1 total solar eclipse viewed
Y’all. There are no words for the experience that is being in the path of totality. I thought this whole thing was way overhyped, but it wasn’t. On the first day of classes, me and hundreds of my closest Mizzou friends gathered on the quad with our glasses and watched as the moon perfectly eclipsed the sun. Everything had a weird glow about it, the streetlights came on, the locusts started screaming like it was 7 p.m. It was real cool. I now understand why people become career totality chasers. Sometimes experiences that make us feel small are humbling and sobering — we’re so small and in control of so little, and likely still have only scratched the surface of all there is to know about the sophisticated design of our vast universe. But to me, it’s freeing. We’re just a speck of bones and blood on this earth for a blip of time. So let’s not take ourselves quite so seriously all the time, ok?

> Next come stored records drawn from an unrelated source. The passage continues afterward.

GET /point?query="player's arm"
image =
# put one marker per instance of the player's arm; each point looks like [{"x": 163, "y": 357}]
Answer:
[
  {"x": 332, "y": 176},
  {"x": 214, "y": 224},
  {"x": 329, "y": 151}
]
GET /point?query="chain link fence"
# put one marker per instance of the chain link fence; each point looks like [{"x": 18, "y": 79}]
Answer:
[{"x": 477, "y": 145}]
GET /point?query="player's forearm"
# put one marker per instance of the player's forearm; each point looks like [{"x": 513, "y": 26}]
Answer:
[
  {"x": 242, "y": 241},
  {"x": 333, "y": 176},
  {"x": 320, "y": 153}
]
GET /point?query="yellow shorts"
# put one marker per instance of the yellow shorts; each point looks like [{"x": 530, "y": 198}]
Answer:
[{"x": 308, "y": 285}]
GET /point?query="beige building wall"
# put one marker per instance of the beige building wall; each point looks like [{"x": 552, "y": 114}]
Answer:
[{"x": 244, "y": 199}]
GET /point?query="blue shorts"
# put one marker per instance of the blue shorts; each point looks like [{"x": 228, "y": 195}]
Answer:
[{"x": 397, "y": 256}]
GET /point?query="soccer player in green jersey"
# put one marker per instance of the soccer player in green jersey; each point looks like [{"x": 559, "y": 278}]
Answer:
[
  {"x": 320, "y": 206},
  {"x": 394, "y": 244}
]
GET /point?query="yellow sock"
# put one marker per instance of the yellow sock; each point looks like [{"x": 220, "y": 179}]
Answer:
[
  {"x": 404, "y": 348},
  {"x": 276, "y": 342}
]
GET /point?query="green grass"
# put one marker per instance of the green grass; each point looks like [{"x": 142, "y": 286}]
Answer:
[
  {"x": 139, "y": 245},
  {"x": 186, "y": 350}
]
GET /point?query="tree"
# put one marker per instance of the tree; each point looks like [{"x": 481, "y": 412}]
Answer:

Please for the love of all that is holy do NOT listen to the audio on the below video.
As I reread this post, I feel like it’s not doing justice to all the life I managed to cram into this summer. All the little nights spent with girlfriends with wine on patios or time spent holding a new person’s hand, or walks at Rock Bridge State Park aren’t significant in themselves, but they’re the little nights that make a life, and mine has been good good good. At least four of you have responded to a snapchat with “I feel like you’re having SO much fun,” or “You seem so happy in Missouri,” or other variations of the same sentiment, and it’s mostly true.
Even with all the turmoil at work and with the University, I’m glad I’m here. It feels right and good, but maybe not as permanent as I’ve previously assumed on my very best summer days. The older I get the more accurate it feels to not assume anything, to not hold onto anything very tightly. I shouldn’t assume I’ll still want to call Columbia home in five years or maybe even two.
And while that mystery is sort of frightening – I think a lot of 20 somethings, myself included, want to feel settled – it’s also sort of fun, too. The future is uncertain, but the world is always our oyster. Life is strange and meant to be enjoyed, and I don’t think anyone doubts that I enjoyed my summer this year.
As we move into the next few months, some things I’m looking forward to:
A real temperature drop at a normal fall time
Football. Even though Mizzou is already making that rough on us.
Slowing down. Cooking more.
All the weddings
Crying over the leaves changing. Because that’s just the sort of weirdo I am. It’s just so pretty here and seasons come and go so quickly, and the transition is beautiful and EMOTIONAL, okay?
If you’re still somehow reading this – thanks for sticking with me. I hope to see your face at some point this fall. Really, I mean it.